Уязвимость для поиска данных в WordPress
Для начала стоит проверить ресурс на предмет наличия этой дыры. Для начала добавляем к домену /?author=1.
Если с этого URL произошло перенаправление на страницу, где указан логин администратора, то это нужно исправлять. Через подобные страницы парсеры злоумышленников сначала определяют имя пользователя, а затем подбирают пароль на странице авторизации.
Узнать логин от админ-панели WordPress в базе данных
Большинство БД, в частности используемая в WordPress, написаны на MySQL. Если предыдущая уязвимость с поиском через айди автора уже устранена, то этот способ подойдет.
Для начала зайдите в панель управления хостингом или вашим виртуальным сервером. Чтобы узнать данные, зайдите во вкладку с базами данных (на изображении используется ispmanager), выберите нужную и перейдите в PhpMyAdmin.
Теперь открываем список таблиц, выбираем wp_users (префикс может быть другой). В ней содержится вся информация о зарегистрированных пользователях: оригинальные логины и пароли, зашифрованные методом md5. Здесь же можно восстановить или изменить данные для доступа.
Данные для входа находятся в двух соседних столбиках:user_login и user_pass. Дальше идет прочая информация: отображаемый ник, почта, ссылка на профиль, дата регистрации и отображаемое имя.
Убираем возможность узнать логин WordPress
Если злоумышленник узнает логин – подобрать пароль по взломанным базам будет не трудно. Опережая хакеров, обезопасьте свой проект.
При помощи плагина
Clearfy PRO – уникальное расширение, устраняющее практически все технические дефекты вордпресса. Одна из функций – скрытие имя аккаунта администратора.
Этот пункт находится в разделе “Защита” в настройках всего модуля. Обязательно включите его: негативного влияния на SEO он не оказывает, а безопасность улучшает.
Выгодная покупка Clearfy
Используя код
Кроме клиарфая плагинов, решающих эту задачу, нету. Остается два способа ручного изменения, один из которых – вставка в functons.php.
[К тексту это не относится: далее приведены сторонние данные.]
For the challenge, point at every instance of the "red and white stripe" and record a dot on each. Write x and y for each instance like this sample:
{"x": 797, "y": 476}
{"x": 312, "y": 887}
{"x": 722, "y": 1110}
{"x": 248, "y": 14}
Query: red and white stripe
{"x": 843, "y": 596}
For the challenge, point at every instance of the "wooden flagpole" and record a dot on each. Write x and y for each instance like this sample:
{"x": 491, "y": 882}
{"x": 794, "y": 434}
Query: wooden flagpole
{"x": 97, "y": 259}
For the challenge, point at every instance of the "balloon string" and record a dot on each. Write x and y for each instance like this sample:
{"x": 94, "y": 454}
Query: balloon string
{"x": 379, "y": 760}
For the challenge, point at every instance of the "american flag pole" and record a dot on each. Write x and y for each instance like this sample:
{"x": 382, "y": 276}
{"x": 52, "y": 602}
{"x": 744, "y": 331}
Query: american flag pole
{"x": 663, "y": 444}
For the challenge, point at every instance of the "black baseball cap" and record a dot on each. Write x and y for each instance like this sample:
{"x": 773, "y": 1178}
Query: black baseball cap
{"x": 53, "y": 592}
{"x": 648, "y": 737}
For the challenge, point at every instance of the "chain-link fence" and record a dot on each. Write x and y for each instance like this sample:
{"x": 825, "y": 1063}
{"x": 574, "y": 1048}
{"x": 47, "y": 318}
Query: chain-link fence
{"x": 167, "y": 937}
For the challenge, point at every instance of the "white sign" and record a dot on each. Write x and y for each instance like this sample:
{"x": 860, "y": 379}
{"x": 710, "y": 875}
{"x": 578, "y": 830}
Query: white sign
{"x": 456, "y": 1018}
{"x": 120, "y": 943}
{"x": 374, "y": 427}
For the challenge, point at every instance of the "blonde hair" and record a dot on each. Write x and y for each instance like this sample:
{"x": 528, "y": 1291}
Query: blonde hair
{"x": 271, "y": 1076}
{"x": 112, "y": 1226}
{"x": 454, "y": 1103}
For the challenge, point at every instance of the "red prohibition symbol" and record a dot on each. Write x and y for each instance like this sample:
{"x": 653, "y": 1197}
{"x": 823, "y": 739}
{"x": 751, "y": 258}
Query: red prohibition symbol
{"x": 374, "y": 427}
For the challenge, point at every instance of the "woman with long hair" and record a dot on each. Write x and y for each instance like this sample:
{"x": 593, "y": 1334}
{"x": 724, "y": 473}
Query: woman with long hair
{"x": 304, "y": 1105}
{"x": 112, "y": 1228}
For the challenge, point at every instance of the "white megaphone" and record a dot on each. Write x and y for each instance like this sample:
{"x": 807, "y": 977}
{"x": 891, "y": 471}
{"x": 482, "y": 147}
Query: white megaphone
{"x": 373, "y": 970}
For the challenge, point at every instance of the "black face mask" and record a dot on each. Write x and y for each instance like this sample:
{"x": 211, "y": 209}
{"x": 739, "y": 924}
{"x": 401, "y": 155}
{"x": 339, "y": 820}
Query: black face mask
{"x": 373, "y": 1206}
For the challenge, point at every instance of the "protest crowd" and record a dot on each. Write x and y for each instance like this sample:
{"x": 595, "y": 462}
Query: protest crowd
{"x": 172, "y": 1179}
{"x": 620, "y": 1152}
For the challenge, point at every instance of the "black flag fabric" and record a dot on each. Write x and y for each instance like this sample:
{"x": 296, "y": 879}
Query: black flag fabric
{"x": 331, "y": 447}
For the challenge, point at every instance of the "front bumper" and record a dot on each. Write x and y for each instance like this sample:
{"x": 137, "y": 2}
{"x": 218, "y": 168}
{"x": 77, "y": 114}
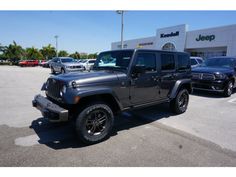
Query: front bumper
{"x": 216, "y": 86}
{"x": 74, "y": 69}
{"x": 49, "y": 110}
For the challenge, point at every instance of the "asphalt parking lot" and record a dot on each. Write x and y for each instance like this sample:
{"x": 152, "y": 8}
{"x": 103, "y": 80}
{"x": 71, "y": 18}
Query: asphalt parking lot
{"x": 204, "y": 136}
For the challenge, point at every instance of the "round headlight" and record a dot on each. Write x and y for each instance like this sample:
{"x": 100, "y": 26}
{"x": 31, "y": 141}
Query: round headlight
{"x": 74, "y": 84}
{"x": 63, "y": 89}
{"x": 220, "y": 76}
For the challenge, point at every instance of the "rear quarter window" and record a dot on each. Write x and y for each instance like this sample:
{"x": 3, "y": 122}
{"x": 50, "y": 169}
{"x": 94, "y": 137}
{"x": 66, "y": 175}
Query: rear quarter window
{"x": 183, "y": 62}
{"x": 167, "y": 62}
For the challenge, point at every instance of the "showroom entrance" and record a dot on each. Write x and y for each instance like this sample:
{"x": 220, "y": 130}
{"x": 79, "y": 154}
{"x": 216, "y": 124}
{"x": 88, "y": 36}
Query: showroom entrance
{"x": 208, "y": 52}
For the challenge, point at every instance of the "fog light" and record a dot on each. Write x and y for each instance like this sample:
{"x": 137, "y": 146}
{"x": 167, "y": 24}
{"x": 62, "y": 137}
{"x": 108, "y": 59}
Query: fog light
{"x": 76, "y": 99}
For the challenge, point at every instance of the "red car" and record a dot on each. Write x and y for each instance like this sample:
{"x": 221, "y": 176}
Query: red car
{"x": 29, "y": 63}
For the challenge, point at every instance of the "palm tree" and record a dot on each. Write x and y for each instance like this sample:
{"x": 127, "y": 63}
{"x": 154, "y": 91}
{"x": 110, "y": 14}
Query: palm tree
{"x": 33, "y": 53}
{"x": 14, "y": 52}
{"x": 75, "y": 55}
{"x": 48, "y": 52}
{"x": 63, "y": 53}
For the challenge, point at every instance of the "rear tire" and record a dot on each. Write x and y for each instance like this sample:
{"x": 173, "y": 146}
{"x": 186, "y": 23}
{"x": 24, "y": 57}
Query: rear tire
{"x": 180, "y": 103}
{"x": 94, "y": 123}
{"x": 228, "y": 89}
{"x": 52, "y": 70}
{"x": 63, "y": 71}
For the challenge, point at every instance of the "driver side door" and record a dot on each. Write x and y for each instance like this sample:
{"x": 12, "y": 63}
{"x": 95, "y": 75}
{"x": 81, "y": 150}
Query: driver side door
{"x": 144, "y": 87}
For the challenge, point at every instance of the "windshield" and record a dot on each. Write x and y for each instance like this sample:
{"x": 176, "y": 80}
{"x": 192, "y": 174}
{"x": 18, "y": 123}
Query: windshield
{"x": 218, "y": 62}
{"x": 114, "y": 59}
{"x": 83, "y": 61}
{"x": 67, "y": 60}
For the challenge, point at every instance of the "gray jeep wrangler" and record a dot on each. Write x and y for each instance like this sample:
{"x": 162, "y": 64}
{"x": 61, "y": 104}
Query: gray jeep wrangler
{"x": 120, "y": 80}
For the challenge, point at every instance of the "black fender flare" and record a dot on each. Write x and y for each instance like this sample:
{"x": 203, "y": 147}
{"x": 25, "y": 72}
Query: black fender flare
{"x": 100, "y": 91}
{"x": 178, "y": 85}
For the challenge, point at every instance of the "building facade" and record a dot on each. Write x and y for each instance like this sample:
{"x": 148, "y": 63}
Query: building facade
{"x": 218, "y": 41}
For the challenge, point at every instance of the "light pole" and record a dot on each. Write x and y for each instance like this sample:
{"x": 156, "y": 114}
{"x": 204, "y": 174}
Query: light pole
{"x": 56, "y": 37}
{"x": 121, "y": 12}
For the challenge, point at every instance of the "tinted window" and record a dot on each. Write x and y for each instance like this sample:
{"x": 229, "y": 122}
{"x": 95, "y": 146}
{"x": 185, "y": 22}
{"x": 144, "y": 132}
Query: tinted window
{"x": 148, "y": 60}
{"x": 114, "y": 59}
{"x": 199, "y": 61}
{"x": 193, "y": 62}
{"x": 67, "y": 60}
{"x": 92, "y": 61}
{"x": 167, "y": 62}
{"x": 183, "y": 62}
{"x": 219, "y": 62}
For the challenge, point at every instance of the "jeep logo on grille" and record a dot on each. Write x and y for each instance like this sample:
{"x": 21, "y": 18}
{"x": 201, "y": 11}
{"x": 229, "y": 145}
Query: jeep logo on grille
{"x": 206, "y": 38}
function wpbeginner_red_avtor() {
if ( is_author() || ( isset( $_GET['author'] ) && $_GET['author'] && !is_admin()) ) {
global $wp_query;
$wp_query->set_404();
status_header(404);
} else {
redirect_canonical();
}
}
remove_filter('template_redirect', 'redirect_canonical');
add_action('template_redirect', 'wpbeginner_red_avtor');Откройте встроенный редактор тем и перейдите в самый конец файла функций. Отступив строчку от предыдущего кода, вставьте нужный фрагмент. Не забудьте в конце нажать кнопку “Обновить файл” для успешного сохранения.
Редактируя .htaccess
Файл .htaccess – конфиг веб-сервера, регулирующий его работу. Изменять лишний раз не стоит – в руках неопытного сисадмина или вебмастера это может привести к неработоспособности целого сайта.
Перед внесением изменений проконсультируйтесь с техподдержкой. Новое правило может нарушить работу других.
RewriteCond %{REQUEST_URI} ^/$
RewriteCond %{QUERY_STRING} ^/?author=([0-9]*)
RewriteRule ^(.*)$ https://site.ru/? [L,R=301]
Redirect 301 /author https://site.ru/Многочисленные 404 ошибки, особенно если включен обход по метрике, где они фиксируются, будут направлять роботов на несуществующие адреса, напрасно увеличивая нагрузку на сервер и уменьшая лимит на качественные страницы. По этой причине проставляется не ошибка “не найдено”, а вечный редирект (ответ 301) на главную.
Не забудьте поменять адрес на свой, когда будете вставлять фрагмент в файл.
Используя один из этих методов, вы сможете скрыть логин WordPress, не давая возможности узнать его хакерам.